Centrato l’obiettivo primario (salvare gli accordi bilaterali), ai promotori dell’iniziativa ‘Rasa’ (‘Raus aus der Sackgasse’, ‘Fuori dal vicolo cieco’) restavano quasi esclusivamente argomenti di natura giuridica per giustificare il mancato ritiro del testo lanciato nell’ottobre 2015 allo scopo di – né più né meno – stralciare dalla Costituzione contingenti, tetti massimi e preferenza agli svizzeri. Ancora poche settimane fa, il noto costituzionalista Andreas Auer – membro del comitato ‘Rasa’ – scriveva che la revisione della legge sugli stranieri varata dal Parlamento consentirebbe di eliminare solo in parte e provvisoriamente l’insicurezza del diritto provocata dal voto del 9 febbraio 2014. In altre parole: soltanto un ‘sì’ all’iniziativa Rasa avrebbe permesso di ‘sintonizzare’ di nuovo la Costituzione (con i suoi contingenti, tetti massimi, la preferenza agli svizzeri, il divieto di concludere nuovi trattati) e la legge (‘preferenza indigena light’ sul mercato del lavoro). La certezza del diritto poteva essere ripristinata anche con un controprogetto indiretto. Ma il Parlamento non ne ha voluto sapere.

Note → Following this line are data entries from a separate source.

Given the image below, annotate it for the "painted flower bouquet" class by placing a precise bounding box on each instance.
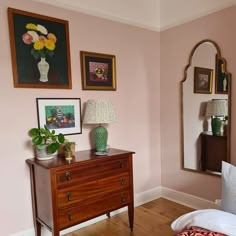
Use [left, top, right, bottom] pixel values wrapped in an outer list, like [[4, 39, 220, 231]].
[[22, 23, 57, 60]]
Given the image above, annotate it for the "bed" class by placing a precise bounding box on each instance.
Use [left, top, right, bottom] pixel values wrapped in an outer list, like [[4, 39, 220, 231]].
[[171, 161, 236, 236]]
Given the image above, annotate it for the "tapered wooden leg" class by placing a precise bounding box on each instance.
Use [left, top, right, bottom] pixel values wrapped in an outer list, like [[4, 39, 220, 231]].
[[52, 229, 60, 236], [128, 204, 134, 231], [106, 212, 111, 218], [29, 164, 41, 236]]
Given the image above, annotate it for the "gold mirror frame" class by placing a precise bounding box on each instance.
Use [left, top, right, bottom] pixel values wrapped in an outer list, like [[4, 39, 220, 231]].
[[181, 39, 231, 176]]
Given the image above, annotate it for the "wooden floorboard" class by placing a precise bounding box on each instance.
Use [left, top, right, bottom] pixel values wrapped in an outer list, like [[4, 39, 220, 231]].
[[65, 198, 193, 236]]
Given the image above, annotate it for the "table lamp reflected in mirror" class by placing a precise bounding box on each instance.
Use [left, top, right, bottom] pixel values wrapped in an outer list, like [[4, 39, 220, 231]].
[[205, 99, 228, 136], [83, 99, 117, 155]]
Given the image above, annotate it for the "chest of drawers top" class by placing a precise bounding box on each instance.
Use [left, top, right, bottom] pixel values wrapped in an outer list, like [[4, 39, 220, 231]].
[[26, 148, 134, 170]]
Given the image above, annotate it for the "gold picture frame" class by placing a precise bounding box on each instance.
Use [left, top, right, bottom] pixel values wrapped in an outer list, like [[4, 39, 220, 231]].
[[80, 51, 116, 90]]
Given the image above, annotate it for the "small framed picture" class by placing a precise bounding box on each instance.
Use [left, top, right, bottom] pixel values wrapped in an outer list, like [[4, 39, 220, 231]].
[[194, 67, 213, 94], [36, 98, 82, 135], [215, 56, 228, 94], [80, 51, 116, 90], [8, 8, 72, 89]]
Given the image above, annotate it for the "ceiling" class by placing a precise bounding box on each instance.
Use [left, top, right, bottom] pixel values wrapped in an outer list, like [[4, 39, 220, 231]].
[[32, 0, 236, 31]]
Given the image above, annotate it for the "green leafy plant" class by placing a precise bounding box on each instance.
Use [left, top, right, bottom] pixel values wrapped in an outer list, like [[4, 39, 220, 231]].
[[29, 125, 66, 154]]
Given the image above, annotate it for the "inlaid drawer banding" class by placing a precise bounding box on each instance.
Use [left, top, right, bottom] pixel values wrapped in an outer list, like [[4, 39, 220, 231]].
[[57, 173, 130, 208], [56, 158, 129, 188]]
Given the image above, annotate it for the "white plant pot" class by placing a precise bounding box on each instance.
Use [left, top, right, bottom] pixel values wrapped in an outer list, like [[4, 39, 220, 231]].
[[36, 146, 55, 160]]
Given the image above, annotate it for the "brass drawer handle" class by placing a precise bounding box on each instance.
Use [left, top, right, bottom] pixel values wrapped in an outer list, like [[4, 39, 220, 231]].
[[65, 172, 71, 181], [119, 160, 124, 168], [67, 192, 71, 201], [121, 194, 125, 202], [68, 211, 72, 221], [120, 177, 125, 185]]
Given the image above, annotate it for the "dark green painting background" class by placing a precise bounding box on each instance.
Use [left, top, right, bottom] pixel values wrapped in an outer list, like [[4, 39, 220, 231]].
[[12, 13, 69, 85]]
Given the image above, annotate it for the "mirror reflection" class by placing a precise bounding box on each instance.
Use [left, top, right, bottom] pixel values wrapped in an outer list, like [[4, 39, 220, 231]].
[[181, 39, 231, 175]]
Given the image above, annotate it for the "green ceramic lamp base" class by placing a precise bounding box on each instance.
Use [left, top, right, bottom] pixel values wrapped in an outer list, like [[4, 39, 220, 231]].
[[94, 125, 108, 152], [211, 117, 222, 136]]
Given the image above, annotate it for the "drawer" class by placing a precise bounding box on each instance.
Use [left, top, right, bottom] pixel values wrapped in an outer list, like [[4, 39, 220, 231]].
[[56, 157, 129, 188], [57, 173, 130, 208], [59, 190, 130, 229]]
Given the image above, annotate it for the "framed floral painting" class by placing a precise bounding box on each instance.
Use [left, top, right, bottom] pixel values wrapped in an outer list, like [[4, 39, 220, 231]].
[[8, 8, 72, 89], [37, 98, 82, 135], [80, 51, 116, 90]]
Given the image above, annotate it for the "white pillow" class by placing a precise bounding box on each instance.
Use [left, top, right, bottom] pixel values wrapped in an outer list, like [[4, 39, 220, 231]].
[[221, 161, 236, 214], [171, 209, 236, 236]]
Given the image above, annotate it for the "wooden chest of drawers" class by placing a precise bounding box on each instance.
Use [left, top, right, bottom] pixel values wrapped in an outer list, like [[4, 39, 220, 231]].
[[200, 132, 227, 172], [26, 148, 134, 236]]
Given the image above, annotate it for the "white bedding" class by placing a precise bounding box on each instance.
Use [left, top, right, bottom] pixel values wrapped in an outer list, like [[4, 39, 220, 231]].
[[171, 209, 236, 236], [221, 161, 236, 215], [172, 161, 236, 236]]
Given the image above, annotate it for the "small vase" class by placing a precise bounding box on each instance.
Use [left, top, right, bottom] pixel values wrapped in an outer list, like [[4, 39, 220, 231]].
[[38, 57, 49, 82], [223, 76, 227, 92]]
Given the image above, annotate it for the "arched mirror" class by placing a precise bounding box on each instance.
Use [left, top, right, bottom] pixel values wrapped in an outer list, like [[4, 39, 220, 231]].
[[181, 39, 231, 175]]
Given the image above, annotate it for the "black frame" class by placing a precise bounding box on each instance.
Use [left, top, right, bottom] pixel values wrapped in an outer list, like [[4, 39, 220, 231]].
[[36, 98, 82, 135], [215, 56, 228, 94]]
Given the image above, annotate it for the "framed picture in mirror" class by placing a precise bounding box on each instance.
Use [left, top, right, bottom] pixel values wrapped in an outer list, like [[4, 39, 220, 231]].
[[215, 57, 228, 94], [194, 67, 213, 94]]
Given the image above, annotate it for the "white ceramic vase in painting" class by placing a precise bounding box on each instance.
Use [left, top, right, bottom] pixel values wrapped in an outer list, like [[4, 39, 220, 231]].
[[38, 57, 49, 82]]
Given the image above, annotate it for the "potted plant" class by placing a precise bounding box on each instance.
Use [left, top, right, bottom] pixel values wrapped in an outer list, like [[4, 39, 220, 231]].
[[29, 125, 66, 160]]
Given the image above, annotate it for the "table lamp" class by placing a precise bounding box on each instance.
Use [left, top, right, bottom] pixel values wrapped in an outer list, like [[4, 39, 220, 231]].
[[83, 99, 117, 154], [205, 99, 228, 136]]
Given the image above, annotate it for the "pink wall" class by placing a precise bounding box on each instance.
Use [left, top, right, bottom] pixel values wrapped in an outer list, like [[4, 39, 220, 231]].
[[0, 0, 161, 235], [4, 1, 235, 235], [161, 6, 236, 201]]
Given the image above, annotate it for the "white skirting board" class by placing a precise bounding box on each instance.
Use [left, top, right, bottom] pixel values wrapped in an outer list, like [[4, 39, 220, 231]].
[[10, 186, 218, 236], [161, 187, 220, 210]]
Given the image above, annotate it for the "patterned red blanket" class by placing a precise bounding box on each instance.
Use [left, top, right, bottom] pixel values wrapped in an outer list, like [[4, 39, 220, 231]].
[[175, 226, 227, 236]]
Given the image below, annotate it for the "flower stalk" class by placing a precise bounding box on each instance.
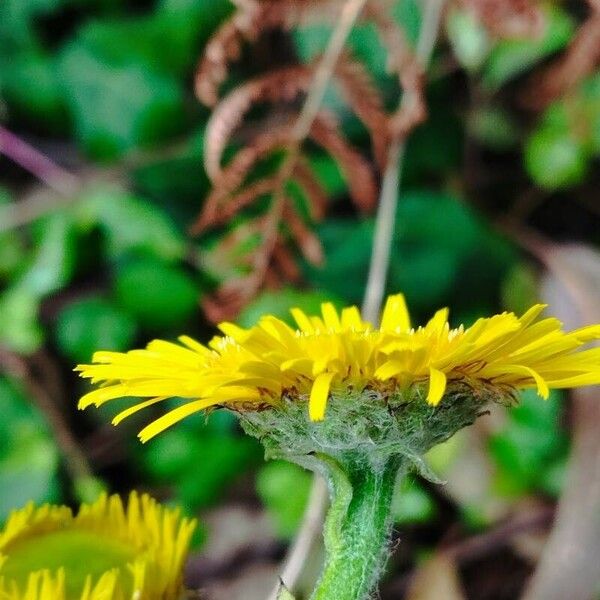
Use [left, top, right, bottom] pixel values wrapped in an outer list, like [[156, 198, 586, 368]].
[[77, 294, 600, 600], [309, 454, 401, 600]]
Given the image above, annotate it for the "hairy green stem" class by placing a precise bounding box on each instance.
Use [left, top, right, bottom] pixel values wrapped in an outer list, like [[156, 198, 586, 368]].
[[309, 456, 402, 600]]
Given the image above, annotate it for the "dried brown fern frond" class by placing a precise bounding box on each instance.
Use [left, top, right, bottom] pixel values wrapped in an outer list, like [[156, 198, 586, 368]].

Rimasti soli, senza appoggi politici di rilievo, di fronte una campagna che si sarebbe probabilmente conclusa con un pericoloso patatrac alle urne, i promotori dell’iniziativa Rasa – diventata nel frattempo anacronistica – hanno gettato la spugna. Con tanti saluti alla auspicata ‘coerenza dell’ordine giuridico’.

La loro decisione è nonostante tutto comprensibile. E opportuna. L’iniziativa è stata «importante e giusta», come hanno detto ieri alcuni dei promotori, ricordandone la funzione di spada di Damocle avuta durante i lavori parlamentari. Ma adesso è giunto il momento di mettere una pietra sopra il 9 febbraio; e di guardare avanti.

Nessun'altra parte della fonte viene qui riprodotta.